- Directed by: Colin Finbow
- Written by: Colin Finbow
- Produced by: Children's Film Unit Colin Finbox
- Starring: Susannah York Bert Parnaby Arnaud Morell
- Cinematography: Titus Bicknell
- Music by: David Hewson
- Release date: 1985;
- Country: United Kingdom
- Language: English

= Daemon (film) =

Daemon is a 1985 British horror film about a young man who is possessed by a demon. It was written and directed by Colin Finbow and starred Susannah York, Bert Parnaby and Arnaud Morell. It is a ghost story set in suburbia.
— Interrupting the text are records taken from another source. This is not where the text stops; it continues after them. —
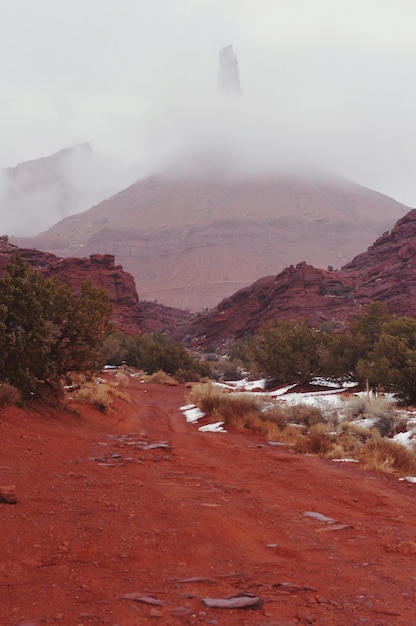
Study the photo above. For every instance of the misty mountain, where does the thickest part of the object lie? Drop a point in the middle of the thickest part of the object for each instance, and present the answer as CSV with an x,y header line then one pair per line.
x,y
35,194
190,242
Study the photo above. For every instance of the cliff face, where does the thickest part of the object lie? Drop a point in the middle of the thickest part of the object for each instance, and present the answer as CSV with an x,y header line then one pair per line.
x,y
35,194
102,271
386,273
190,243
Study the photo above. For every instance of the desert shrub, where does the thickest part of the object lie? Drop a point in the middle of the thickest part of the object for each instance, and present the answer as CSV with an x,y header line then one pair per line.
x,y
227,369
277,415
305,414
354,407
388,456
360,433
152,353
287,350
316,441
207,397
235,409
46,332
9,394
292,434
187,376
160,378
122,377
380,410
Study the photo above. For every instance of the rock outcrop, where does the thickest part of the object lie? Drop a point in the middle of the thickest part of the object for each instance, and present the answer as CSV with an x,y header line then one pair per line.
x,y
326,299
35,194
189,243
101,269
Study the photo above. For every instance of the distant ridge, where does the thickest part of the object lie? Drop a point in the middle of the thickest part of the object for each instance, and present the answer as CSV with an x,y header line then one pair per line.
x,y
190,242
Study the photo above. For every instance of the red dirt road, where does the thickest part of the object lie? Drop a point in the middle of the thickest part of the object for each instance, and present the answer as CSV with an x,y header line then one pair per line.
x,y
218,515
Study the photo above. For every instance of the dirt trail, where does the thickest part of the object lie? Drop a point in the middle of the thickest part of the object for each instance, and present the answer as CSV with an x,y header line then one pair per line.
x,y
100,517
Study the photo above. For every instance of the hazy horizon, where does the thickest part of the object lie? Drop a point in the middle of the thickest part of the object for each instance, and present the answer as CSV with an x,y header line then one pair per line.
x,y
326,85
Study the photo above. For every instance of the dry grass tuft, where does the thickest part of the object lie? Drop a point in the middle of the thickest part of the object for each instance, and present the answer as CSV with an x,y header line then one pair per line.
x,y
317,441
100,395
160,378
388,456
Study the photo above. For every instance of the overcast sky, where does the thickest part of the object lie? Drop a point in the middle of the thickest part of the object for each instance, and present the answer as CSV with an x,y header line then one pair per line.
x,y
328,83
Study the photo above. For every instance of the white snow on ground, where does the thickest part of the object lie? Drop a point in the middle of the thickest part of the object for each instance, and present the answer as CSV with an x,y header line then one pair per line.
x,y
217,427
193,414
331,399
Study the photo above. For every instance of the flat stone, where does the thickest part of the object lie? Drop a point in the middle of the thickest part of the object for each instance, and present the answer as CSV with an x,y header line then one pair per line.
x,y
8,494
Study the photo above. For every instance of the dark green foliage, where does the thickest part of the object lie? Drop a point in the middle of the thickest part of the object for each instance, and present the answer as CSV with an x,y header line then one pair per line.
x,y
152,353
45,332
287,351
391,363
379,351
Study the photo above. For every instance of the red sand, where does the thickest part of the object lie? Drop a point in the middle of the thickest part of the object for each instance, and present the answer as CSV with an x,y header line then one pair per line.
x,y
225,510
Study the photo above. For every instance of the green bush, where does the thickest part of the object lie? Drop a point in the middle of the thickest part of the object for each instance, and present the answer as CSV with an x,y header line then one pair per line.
x,y
46,332
152,353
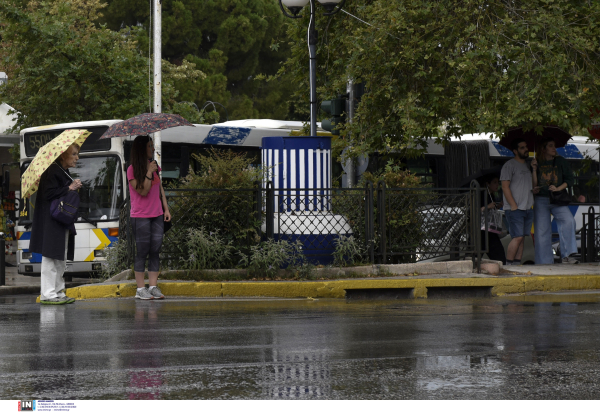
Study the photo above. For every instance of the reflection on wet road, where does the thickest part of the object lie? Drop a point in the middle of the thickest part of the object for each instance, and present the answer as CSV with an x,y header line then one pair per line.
x,y
535,347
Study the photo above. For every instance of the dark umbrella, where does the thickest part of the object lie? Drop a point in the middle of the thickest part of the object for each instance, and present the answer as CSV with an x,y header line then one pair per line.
x,y
532,138
481,176
144,124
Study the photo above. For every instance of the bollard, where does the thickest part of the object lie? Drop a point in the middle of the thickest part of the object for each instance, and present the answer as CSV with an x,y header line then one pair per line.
x,y
2,263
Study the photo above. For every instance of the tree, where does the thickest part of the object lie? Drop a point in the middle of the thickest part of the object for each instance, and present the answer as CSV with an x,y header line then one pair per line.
x,y
232,41
441,69
65,69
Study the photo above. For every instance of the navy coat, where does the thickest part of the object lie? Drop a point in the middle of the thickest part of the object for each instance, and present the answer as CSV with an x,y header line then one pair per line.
x,y
47,234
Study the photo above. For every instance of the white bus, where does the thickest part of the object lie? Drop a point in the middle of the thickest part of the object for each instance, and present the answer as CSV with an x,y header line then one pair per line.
x,y
102,164
445,167
101,168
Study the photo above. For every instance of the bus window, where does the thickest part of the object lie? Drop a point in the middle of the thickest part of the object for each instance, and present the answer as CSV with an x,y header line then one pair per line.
x,y
102,192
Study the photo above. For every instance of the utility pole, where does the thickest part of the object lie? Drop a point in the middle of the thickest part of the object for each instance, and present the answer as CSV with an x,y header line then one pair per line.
x,y
157,30
350,176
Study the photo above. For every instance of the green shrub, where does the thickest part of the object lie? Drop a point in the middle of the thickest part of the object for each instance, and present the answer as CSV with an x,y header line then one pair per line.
x,y
207,250
266,258
348,251
228,209
117,258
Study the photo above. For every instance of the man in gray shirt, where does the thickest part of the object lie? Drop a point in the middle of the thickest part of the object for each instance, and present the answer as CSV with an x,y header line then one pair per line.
x,y
518,192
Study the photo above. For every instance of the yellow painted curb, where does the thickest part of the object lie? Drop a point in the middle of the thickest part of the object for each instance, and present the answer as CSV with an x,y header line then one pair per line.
x,y
337,288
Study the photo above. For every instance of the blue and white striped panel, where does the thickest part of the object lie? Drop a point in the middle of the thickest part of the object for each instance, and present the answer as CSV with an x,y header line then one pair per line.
x,y
295,168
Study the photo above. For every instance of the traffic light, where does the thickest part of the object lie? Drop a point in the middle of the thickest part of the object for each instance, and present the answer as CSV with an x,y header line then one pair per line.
x,y
335,108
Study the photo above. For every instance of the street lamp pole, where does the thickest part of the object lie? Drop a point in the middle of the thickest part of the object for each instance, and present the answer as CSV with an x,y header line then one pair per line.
x,y
294,6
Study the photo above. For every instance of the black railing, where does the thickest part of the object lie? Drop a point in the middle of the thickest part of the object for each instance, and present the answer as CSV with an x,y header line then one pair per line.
x,y
390,225
590,236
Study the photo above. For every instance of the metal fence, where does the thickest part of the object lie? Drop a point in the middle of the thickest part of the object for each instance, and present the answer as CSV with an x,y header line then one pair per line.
x,y
590,236
390,225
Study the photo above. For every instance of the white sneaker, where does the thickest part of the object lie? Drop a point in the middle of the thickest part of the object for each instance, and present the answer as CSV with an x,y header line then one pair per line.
x,y
143,294
156,293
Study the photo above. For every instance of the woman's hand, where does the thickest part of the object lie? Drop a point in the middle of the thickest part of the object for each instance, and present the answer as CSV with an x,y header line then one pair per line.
x,y
152,167
75,185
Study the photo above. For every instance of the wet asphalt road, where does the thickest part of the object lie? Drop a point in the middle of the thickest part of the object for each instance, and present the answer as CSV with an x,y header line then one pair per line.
x,y
535,347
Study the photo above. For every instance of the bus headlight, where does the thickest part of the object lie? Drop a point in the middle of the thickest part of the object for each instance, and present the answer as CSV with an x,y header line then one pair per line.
x,y
100,253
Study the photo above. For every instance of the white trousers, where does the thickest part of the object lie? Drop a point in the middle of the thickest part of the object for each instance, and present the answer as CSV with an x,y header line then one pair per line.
x,y
52,282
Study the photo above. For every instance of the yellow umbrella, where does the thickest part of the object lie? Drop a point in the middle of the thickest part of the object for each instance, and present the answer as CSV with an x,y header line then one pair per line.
x,y
30,180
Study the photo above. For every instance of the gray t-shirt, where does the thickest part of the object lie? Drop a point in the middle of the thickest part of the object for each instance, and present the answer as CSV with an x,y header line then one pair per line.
x,y
521,185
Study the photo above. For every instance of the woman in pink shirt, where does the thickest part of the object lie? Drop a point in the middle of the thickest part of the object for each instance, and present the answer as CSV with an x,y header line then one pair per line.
x,y
147,216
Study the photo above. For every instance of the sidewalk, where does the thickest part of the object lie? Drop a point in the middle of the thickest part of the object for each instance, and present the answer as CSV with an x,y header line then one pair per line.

The film was produced by the Children's Film Unit, which made films aimed at young audiences.

== Synopsis ==
Eleven-year-old Nick moves into a large old house with his sisters Jennie and Clare, left in the care of Helga the Swedish au pair while their parents are away in America. Nick is unhappy at his new school, where he is befriended by a boy called Sam and intimidated by scripture teacher Mr Crabb, who is interested in the occult and demonology. Nick hears voices in the house and receives messages on his computer screen. He also suffers inexplicable blisters on his feet and grazes on his elbows and knees. When he dreams of burning and wakes up in a bed full of ashes, Nick tells a psychiatrist (Susannah York) that he feels he is possessed by a demon. Three of his schoolmates agree and, when Crabb dies in a freak accident, resolve to drive a stake through his heart. However, the cause of the haunting turns out to be Tom, a child chimney sweep from 1839 who was burned to death in the house's chimney. After a climactic fire, Tom's skeleton is discovered in the old fireplace and the ghost is laid to rest.

The symptoms that Nick and his friend interpret as those of demonic possession the blisters, grazes and fiery nightmares actually turn out to be down to his psychic sympathy with Tom, who was burned alive while crawling up a Victorian chimney. This revelation of human cruelty and injustice lurking within supernatural manifestations allows for a finale that is satisfyingly apocalyptic on a small scale.

== Reception ==
Time Out reviewed Daemon, stating that it is "bound to grip young audiences". In his book British Children's Cinema: From the Thief of Bagdad to Wallace and Gromit, Noel Brown states that the film "raises issues of alienation and depression among young people. while satirising the portentousness and moral binaries of supposedly more 'adult' films."